Bukan saja karena lisan Rasulullah dibimbing Allah dan posisinya sebagai
penyampai wahyu, di mana ucapan-ucapan darinya menjadi dasar hukum. Lebih dari
itu, Rasulullah sejak kecil sudah dikenal sebagai Al-Amin, tidak pernah berkata
dusta walau sekali saja. Investasi moral ini tentu sangat mempengaruhi kualitas
ucapannya.
Dalam sebuah kitab ada keterangan menarik.
Disebutkan ada empat jenis manusia diukur dari kualitas pembicaraannya.
Pertama, orang yang berkualitas tinggi. Kalau
dia berbicara, isinya sarat dengan hikmah, ide, gagasan, solusi, ilmu, dzikir,
dan sebagainya. Orang seperti ini pembicaraannya bermanfaat bagi dirinya
sendiri, juga bagi orang lain yang mendengarkan. Jika dia diajak berbicara
sekalipun ngobrol, ujungnya adalah manfaat.
Ketika disodorkan padanya keluhan tentang
krisis, dengan tangkas dia menjawab, "Krisis adalah peluang bagi kita
untuk mengevaluasi kekurangan yang ada.

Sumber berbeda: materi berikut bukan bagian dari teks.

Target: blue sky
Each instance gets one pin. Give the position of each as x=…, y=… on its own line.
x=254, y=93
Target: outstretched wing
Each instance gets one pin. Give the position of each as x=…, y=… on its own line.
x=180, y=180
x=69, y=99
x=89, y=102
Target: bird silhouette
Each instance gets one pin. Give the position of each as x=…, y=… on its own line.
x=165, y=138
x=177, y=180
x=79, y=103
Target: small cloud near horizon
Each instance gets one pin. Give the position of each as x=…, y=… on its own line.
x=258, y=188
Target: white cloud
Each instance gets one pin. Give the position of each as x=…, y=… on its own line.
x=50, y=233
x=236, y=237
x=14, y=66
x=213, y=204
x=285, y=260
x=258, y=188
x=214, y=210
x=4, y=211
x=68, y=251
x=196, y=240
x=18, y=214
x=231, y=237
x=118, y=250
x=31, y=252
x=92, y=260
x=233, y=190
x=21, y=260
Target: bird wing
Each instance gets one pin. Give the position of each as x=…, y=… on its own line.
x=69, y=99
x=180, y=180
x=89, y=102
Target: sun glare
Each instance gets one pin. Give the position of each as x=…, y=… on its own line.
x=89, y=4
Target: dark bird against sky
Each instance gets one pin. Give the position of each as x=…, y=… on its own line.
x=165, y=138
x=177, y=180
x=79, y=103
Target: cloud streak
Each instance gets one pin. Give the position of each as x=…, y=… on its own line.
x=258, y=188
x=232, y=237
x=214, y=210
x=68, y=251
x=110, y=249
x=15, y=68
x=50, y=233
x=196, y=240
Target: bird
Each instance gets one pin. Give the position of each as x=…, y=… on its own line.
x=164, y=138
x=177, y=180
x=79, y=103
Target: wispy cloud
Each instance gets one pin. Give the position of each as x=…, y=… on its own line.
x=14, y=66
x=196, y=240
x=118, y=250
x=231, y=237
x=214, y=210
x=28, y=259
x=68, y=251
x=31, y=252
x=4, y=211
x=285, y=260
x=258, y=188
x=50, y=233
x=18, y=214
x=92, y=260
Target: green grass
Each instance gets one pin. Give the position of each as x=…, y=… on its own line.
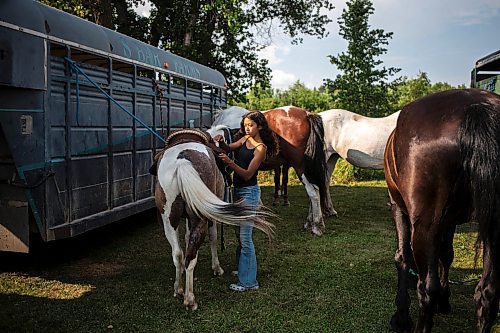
x=120, y=278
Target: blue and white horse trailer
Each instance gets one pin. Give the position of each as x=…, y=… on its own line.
x=83, y=110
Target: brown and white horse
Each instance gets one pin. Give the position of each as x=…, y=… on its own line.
x=190, y=185
x=301, y=145
x=442, y=166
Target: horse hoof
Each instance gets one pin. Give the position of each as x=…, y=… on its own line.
x=332, y=213
x=179, y=292
x=192, y=307
x=401, y=325
x=190, y=303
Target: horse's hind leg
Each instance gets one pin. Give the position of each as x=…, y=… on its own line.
x=284, y=184
x=212, y=234
x=196, y=236
x=487, y=291
x=446, y=256
x=277, y=187
x=332, y=161
x=177, y=255
x=425, y=251
x=401, y=320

Dengan krisis, siapa tahu kita akan
lebih kreatif? Kita bisa mencari celah-celah peluang inovasi. Pokoknya jangan
putus asa, semangat terus!" Siapa saja yang biasa berbicara tentang
solusi, gagasan, hikmah, dan hal-hal serupa itu, insya Allah dia adalah manusia
yang berkualitas.
Kedua, orang yang biasa-biasa saja. Ciri orang
seperti ini adalah selalu sibuk menceritakan peristiwa. Melihat ada kereta api
terguling, dia berkomentar ribut sekali. Seolah dirinya yang kelindes kereta.
Ketika bertemu seorang artis, terus dicerita-ceritakan tiada henti. Pokoknya
ada apa saja dikomentari. Dia seperti juru bicara yang wajib berkomentar kapan
pun ada peristiwa. Tidak peduli peristiwa layak dia komentari atau tidak.
Ini tipe manusia tukang cerita peristiwa.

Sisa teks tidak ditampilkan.